= Riding in My Car =

Children's song by Woody Guthrie

"Riding in My Car" (also called "Car Car" or "The Car Song") is a children's song by Woody Guthrie.

== History and lyrical content ==

right
— I'm a gonna let you blow the horn,
I'm a gonna let you blow the horn,
A oorah, a oorah, a oogah, oogah,
I'll take you riding in my car.

Guthrie wrote "Riding in My Car" during a productive period in the 1940s when he was living at Coney Island in New York. "Riding in My Car" was recorded as part of The Asch Recordings in the mid 1940s. It was released on 78 RPM record, then collected on 12" vinyl LP on Guthrie's 1951 album Songs to Grow on, Volume One: Nursery Days. It has since been included on several Guthrie compilation albums.

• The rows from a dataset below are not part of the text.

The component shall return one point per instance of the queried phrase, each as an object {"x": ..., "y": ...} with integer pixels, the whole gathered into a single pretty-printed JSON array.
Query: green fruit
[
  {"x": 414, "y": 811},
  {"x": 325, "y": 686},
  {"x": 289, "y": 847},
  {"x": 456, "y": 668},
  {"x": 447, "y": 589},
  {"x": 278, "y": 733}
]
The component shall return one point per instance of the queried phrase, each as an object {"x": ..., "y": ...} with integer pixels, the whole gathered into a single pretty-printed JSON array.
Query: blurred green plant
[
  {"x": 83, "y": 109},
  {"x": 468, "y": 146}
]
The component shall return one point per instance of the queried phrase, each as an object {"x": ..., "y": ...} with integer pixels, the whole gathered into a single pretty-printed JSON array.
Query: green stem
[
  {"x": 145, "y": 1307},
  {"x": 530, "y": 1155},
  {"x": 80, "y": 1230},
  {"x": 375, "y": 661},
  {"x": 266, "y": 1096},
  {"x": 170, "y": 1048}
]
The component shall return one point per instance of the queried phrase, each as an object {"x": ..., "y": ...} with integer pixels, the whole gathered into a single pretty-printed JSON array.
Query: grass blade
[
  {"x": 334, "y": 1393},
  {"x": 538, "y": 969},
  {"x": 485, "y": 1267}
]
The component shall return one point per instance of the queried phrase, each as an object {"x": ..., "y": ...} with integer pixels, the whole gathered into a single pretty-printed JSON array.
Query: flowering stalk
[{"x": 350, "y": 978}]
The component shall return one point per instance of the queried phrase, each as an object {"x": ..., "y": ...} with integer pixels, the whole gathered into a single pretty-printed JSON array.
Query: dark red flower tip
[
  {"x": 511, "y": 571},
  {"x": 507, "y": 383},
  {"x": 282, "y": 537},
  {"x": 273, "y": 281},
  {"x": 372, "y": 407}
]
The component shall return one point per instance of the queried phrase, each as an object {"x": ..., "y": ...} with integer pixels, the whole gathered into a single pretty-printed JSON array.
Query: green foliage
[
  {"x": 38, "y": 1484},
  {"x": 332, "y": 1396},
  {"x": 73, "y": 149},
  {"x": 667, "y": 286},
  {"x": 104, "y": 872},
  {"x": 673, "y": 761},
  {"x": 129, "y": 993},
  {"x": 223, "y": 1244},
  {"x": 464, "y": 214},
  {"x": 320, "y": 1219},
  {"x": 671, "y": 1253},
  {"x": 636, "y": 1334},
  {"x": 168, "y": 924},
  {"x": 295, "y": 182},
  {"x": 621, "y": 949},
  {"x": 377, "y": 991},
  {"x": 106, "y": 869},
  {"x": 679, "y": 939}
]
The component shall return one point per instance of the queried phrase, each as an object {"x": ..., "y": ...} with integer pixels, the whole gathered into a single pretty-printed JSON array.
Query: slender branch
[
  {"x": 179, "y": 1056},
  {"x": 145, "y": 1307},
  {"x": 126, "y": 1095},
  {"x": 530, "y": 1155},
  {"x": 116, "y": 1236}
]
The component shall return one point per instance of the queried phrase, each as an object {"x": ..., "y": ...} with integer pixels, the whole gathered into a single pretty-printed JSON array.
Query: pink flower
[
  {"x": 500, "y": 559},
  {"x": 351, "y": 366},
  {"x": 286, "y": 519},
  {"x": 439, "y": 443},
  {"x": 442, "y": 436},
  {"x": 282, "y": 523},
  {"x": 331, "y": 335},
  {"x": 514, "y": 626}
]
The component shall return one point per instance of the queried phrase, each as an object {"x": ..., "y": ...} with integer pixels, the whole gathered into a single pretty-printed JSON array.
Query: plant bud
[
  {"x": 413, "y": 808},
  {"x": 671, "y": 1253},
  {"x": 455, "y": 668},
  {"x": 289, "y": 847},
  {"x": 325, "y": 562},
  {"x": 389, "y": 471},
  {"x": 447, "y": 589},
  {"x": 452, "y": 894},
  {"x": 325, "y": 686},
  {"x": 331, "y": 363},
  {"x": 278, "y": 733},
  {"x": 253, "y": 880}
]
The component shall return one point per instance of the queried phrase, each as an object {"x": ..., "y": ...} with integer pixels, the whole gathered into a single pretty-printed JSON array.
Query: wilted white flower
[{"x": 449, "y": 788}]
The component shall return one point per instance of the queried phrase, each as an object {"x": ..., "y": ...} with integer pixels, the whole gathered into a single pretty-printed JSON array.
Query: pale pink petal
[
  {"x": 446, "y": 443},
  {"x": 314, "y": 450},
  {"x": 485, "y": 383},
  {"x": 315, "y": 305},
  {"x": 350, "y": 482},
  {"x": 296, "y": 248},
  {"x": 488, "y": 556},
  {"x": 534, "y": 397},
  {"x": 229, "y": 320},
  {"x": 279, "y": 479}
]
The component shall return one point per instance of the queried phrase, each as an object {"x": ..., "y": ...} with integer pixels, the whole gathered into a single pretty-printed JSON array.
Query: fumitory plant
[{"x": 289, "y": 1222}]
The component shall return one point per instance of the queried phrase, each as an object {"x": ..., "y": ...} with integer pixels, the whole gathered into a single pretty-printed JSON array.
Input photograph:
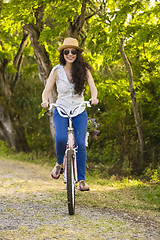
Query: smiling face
[{"x": 70, "y": 54}]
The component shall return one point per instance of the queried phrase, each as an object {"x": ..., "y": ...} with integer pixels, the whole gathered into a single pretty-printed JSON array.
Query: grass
[{"x": 123, "y": 194}]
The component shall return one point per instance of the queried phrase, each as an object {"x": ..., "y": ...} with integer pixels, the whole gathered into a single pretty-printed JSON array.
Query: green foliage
[{"x": 138, "y": 23}]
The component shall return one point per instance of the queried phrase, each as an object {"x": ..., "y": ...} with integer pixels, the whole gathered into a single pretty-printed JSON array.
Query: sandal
[
  {"x": 83, "y": 186},
  {"x": 56, "y": 171}
]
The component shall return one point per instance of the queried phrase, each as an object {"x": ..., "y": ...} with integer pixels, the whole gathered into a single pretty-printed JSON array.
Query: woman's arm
[
  {"x": 49, "y": 86},
  {"x": 93, "y": 89}
]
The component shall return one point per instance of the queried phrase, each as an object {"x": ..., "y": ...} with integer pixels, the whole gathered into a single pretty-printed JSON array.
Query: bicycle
[{"x": 69, "y": 164}]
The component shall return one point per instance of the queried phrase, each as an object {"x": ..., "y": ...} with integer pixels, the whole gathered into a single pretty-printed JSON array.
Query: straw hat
[{"x": 70, "y": 43}]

The song's playful lyrics include onomatopoeia, with the "motorboat" sound (an extended raspberry) imitating a car's engine. Possibly the best known of Guthrie's many children's songs, it remains a family and sing-along standard into the 21st century. "Riding in My Car" is included in the popular sing-along songbook Rise Up Singing.

== In popular culture ==
"Riding in My Car" has been covered by artists including Peter, Paul and Mary on In Concert (1964) and Donovan on What's Bin Did and What's Bin Hid (1965; US title Catch The Wind) (Donovan also performed the song at an October 2012 concert at the Kennedy Center, released on Woody At 100! Live at the Kennedy Center).

Other recordings include performances by Greg & Steve, Ramblin' Jack Elliot (on Songs to Grow On by Woody Guthrie, Sung by Jack Elliott), Odetta, Pete Seeger, Arlo Guthrie, Kidsongs, and Judy Collins.

Bruce Springsteen performed the song at a Woody Guthrie tribute concert at Severance Hall in Cleveland on September 29, 1996, released that year on the record Til We Outnumber 'Em. Bob Dylan performed it at The Gaslight Cafe in 1961. A 1961 performance by Dylan of the song at a private party was made and later released on a bootleg record, The Minneapolis Party Tape.

New York–based author Scott Menchin published a 2012 children's book, Riding in My Car, inspired by the song, and including his illustrations of the lyrics.